Table 2 presents HIV testing history and beliefs, as well as potential encounters with testing settings. For our main outcome, 32.4% of men and 38.3% of women reported having an HIV test in the past year. Few participants believed that HIV testing was currently a routine procedure in medical care, but most believed that it should be. Nearly all men (91.3%) and women (93.0%) encountered one of the 4 potential HIV testing settings in the past year. Health care providers were the most common testing setting encounter for men (72.9%) and women (76.5%). In addition, over half of men (52.0%) and women (56.5%) were homeless, 40.3% of men and 25.9% of women were arrested, and 38.1% of men and 26.8% of women entered drug or alcohol treatment.

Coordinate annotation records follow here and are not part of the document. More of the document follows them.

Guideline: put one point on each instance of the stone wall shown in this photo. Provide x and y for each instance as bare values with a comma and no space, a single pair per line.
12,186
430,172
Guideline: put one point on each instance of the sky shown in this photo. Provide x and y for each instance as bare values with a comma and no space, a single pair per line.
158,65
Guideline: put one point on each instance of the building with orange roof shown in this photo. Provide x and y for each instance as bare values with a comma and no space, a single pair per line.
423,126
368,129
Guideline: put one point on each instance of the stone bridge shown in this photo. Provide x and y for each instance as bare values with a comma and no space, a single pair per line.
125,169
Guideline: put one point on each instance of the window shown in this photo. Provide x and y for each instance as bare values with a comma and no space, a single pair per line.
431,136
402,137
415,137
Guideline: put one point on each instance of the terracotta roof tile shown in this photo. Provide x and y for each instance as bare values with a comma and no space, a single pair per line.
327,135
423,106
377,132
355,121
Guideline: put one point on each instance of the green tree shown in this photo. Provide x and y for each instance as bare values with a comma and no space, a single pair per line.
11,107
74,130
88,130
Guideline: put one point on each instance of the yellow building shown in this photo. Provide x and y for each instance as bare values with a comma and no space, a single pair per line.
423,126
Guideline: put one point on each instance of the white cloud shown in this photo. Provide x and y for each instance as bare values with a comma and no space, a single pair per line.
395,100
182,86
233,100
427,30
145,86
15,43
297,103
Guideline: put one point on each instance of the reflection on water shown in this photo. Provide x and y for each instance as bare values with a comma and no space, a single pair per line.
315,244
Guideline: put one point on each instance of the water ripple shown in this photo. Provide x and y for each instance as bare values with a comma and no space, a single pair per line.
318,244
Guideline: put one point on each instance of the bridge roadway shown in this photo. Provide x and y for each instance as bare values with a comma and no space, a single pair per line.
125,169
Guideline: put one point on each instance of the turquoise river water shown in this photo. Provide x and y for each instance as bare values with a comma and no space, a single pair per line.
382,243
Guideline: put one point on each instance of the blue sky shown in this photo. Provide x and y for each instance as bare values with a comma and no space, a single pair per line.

At the univariate level, recent HIV testing was higher for those who encountered potential testing settings (Table 3), although the associations varied by gender. For men, potential testing encounters with shelters, jails, and drug treatment were all significantly associated with increased likelihood of recent HIV testing; health care provider visits were marginally significant. For women, only encounters with health care providers were significantly associated with increased likelihood of testing. Less than half of men or women who had encountered any one of these 4 settings in the past year had an HIV test in the past year.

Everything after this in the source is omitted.